子供らが駆け付けた部下と合流するのを見て、アオイはアナザーへ向き直った。
「一緒に逃げてくれた方が、嬉しいなあ」
「私達が、逃げるわけに行かないでしょう」
「子供と一緒にって、意味ですよ」
アオイと会話しながら、淡路の目は眼前のアナザーにだけ向けられていた。姿こそ見えないが、彼は異形の存在を彼方こちらに感じている。恐らく、池の水に混ざって、幾つも同じような者が居るに違いない。
アオイは横目で、淡路の目元を盗み見た。
「――他にも居るのね?」
呆気にとられて、淡路は一瞬、答えを躊躇う。
「否定しないってことは、合ってるのね」
「アオイさん。後ろに居るか、合流地点に向かうか……」
「退避しない。池の周囲が全部危険地帯なら、手分けしましょう」
「アオイさん」
「性格、分かってるでしょ」
分かっているから行かせたくないのだと、淡路は心の中で呟いた。アナザーとの交戦で気持ちが昂ぶっているのに加えて、物理攻撃が有効でない相手だ。アオイには、荷が勝ち過ぎる。

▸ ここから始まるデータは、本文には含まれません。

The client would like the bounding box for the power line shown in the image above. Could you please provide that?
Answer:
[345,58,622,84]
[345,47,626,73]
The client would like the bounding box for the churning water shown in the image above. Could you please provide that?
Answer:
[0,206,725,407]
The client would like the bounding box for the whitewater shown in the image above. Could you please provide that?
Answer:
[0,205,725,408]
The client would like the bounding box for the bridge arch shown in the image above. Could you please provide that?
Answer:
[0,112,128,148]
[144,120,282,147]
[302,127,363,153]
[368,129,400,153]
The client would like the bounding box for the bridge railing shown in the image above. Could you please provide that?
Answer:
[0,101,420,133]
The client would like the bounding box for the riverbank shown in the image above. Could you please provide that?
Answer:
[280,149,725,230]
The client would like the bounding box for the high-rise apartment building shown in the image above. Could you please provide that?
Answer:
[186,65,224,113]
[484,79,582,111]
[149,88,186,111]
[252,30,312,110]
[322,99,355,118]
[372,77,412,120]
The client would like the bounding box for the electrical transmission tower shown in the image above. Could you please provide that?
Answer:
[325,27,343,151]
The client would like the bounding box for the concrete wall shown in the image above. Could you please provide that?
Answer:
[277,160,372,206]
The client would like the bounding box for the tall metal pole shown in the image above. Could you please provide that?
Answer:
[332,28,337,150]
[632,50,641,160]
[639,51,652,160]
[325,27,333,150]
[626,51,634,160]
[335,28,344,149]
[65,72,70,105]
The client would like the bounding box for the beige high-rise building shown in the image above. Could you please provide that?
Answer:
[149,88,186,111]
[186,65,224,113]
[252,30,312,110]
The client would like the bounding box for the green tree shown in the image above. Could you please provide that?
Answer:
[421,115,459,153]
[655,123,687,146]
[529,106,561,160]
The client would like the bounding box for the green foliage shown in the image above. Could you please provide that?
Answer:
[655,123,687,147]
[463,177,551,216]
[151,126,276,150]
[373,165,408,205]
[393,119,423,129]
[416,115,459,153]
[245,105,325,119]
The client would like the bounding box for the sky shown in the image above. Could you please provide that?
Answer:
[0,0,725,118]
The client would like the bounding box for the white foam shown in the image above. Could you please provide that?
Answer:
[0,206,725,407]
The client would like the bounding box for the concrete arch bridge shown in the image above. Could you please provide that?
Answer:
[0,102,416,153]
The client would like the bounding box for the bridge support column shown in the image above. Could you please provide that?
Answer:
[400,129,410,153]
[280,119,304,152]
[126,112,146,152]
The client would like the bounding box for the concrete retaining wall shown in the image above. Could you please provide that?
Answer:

しかしアオイは淡路の制止を振り切って、池の脇を公園の東側に向かって走り抜けていく。
(ああ、まったく……)
アオイを追いかけるようにして伸びた水の塊を、淡路の手にしたナイフが切り裂いた。
アナザーはボトリボトリと落ちて、池の中でまた再形成しようと蠢いている。
「守らせてくれないなあ」
前髪をかき上げて、淡路は再びアナザーに対して構えた。
斬撃も、銃撃も効かない。
では、どうするか――。
「手を貸そう」
淡路の耳に飛び込んできたのは、くぐもったような、やけに低い男の声だった。
淡路が視線を向けると、池の中石に黒づくめの男が立っている。
男は黒のスラックスに黒のシャツ、サテン生地の黒いベストという出で立ちだ。その両腕には鈍い光を放つ銀色のガントレットが装着され、顔はガスマスクで覆われている。
ガスマスクのゴーグル型のレンズ部分はスモークガラスになっていて、男の表情を読み取ることは出来ない。
「……どちら様です?」
お道化て見せながら、淡路の脳裏には幾つもの捜査資料が思い起こされていた。それはここ最近、近隣の市区で目撃された奇妙な者たちについてのものだ。彼らはアナザーの出現とほぼ同時に現れ、そして一瞬にしてそれらを消し去ったという。
ガスマスクの男は、アナザーに対して構えをとった。
淡路が瞬きする間に、男は池から飛び出してきたアナザーに一撃を加えていた。腰を深く落とし、体重を乗せた、完璧な一突き。
バチバチと爆ぜるような音と、空間をねじ切るようなアナザーの悲鳴。
男の両腕に光るガントレットからは、焼け焦げたような煙が細く立ち上っている。
淡路は、新たなハンターの登場を確信した。